Dysfunctional and inspirational in equal measure, this fissile family gave Higgins his most enduring theme. When he went into analysis, "the psychoanalytical lady asked me 'When did you begin writing?'. I said, 'In my mother's womb.' 'In your mother's room?' 'No, womb.' She wanted to be a writer. She always said, 'I have a book in me'. And the book she had in her was me."
Family aside, The Whole Hog also tells much more than before of its author's long and rackety years of wandering. With his first wife (born in Transvaal), the young Higgins toured South Africa as - off all things, for a future novelist - a professional puppeteer. This followed the obligatory Beckettian years in crummy London factory jobs, minding the extrusion-moulding kit by day and reading Sartre by night. Later, the publisher John Calder paid him enough to fund a stay among the bohemian expats of Andalusia. That stretch inspired the Booker-shortlisted Balcony of Europe, and returns in a faster, funnier register in The Whole Hog. Later spells in Berlin and Copenhagen (and Muswell Hill) triggered affairs, travel writing, novels - and now a comparatively unadorned recollection in tranquillity.
Higgins writes with a robust, even reckles, openness about the lust and rage that eroded his first marriage ("after twenty years of ding-dong"). The Whole Hog pays a passing tribute to its author's dentist, but otherwise concentrates with unbridled candour on the tangled passions of middle age. In this, it neatly reverses the priorities of what must now count as merely the second most eloquent literary memoir of the current year, Martin Amis's Experience.
I ask, as I must, about the writer's responsibility to the living who appear in these pages. ("The Dote" has objected even to the deeply affectionate depiction of him.) Higgins counters with another authorial responsibility: to reclaim the past from time and tedium. "You're forgetting the boredom of life," he chides. "Words are so cold. Writing itself is a cold business. You've got to warm it up. Memory warms it up." As does humour? "Humour makes it boil." And The Whole Hog simmers without cease.
In the memoirs, Higgins calls himself "Rory of the Hills" - the wanderer, the "archetypal Irish homeless one", he explains. For long a troubled, restless middle son (who writes with huge tenderness about his own restless middle son), he now enjoys an autumnal serenity with his second wife, and even a stipend from the Irish arts council. "To remarry someone who's as calming as Alannah, and to have my own house and garden, gives me peace." And to this belated "lack of strain and worry" he attributes the late flowering of his comic gift.

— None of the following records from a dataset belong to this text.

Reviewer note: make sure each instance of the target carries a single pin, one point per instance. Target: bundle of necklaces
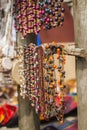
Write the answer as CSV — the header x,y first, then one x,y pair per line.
x,y
39,81
33,15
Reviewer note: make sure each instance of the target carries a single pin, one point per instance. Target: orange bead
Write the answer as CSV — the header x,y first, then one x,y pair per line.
x,y
60,74
58,51
61,122
59,82
47,46
53,83
54,43
51,86
51,58
54,66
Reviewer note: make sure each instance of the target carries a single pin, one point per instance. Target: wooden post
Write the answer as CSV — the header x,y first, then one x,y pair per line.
x,y
80,26
28,119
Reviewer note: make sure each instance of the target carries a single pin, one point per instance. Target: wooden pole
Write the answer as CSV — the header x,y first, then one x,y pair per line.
x,y
28,119
80,26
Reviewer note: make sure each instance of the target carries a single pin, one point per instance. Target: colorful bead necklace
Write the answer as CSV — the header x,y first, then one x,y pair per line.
x,y
40,84
31,16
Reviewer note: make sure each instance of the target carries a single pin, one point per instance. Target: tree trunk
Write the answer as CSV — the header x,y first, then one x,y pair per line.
x,y
28,119
80,26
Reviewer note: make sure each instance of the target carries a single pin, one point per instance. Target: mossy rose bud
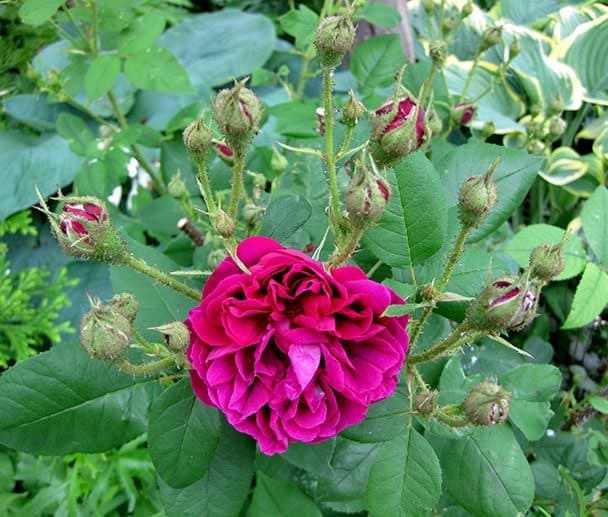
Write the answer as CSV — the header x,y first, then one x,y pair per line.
x,y
487,404
198,139
508,303
463,113
333,39
396,130
547,261
353,110
476,197
238,113
105,333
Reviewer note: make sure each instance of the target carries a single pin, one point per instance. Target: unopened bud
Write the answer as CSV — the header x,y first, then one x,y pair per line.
x,y
215,258
491,36
177,187
438,50
105,333
238,113
224,224
198,140
555,127
176,334
487,404
426,402
463,113
352,111
547,261
126,305
366,196
476,197
396,131
508,303
334,38
278,162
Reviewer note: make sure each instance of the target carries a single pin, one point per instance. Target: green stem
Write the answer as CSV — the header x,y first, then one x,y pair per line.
x,y
453,257
203,178
144,268
145,369
330,159
238,170
342,253
469,77
122,121
458,337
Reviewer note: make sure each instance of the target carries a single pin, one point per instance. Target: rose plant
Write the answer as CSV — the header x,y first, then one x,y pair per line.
x,y
317,302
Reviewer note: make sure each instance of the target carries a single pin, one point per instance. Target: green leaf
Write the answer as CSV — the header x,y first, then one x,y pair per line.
x,y
524,241
379,14
36,12
157,69
301,24
579,50
595,223
565,166
182,429
532,387
384,421
158,304
514,176
280,499
486,472
405,478
279,227
225,486
599,403
219,59
375,61
101,75
590,298
62,401
414,225
502,107
142,33
26,161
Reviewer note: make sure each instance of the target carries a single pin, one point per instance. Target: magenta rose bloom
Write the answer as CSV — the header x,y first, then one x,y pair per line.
x,y
293,352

In The Whole Hog, that gift runs gleeful rings around a "horrible new Ireland". Surely, some things in the Celtic Tiger must have changed for the better? Indeed. "When I was a young man, the women didn't wash. You could smell them in the upper part of buses - rotting shift-straps and ur- ine. It was a quite extraordinarily unwashed race. Now they're all washing like billy-o."
This winter he plans to revisit Spain - Nerja, where he lived in the Sixties. The Spanish and the Irish stories chime, he believes: two long-sequestered peoples suddenly thrust into squeaky-clean modernity, "headlong... they have been poor so long and now they must have models of their own". Of course, those models prove to possess feet of sodden clay, "but it's all grist to the comic writer's mill". That mill's now grinding faster, and finer, than ever.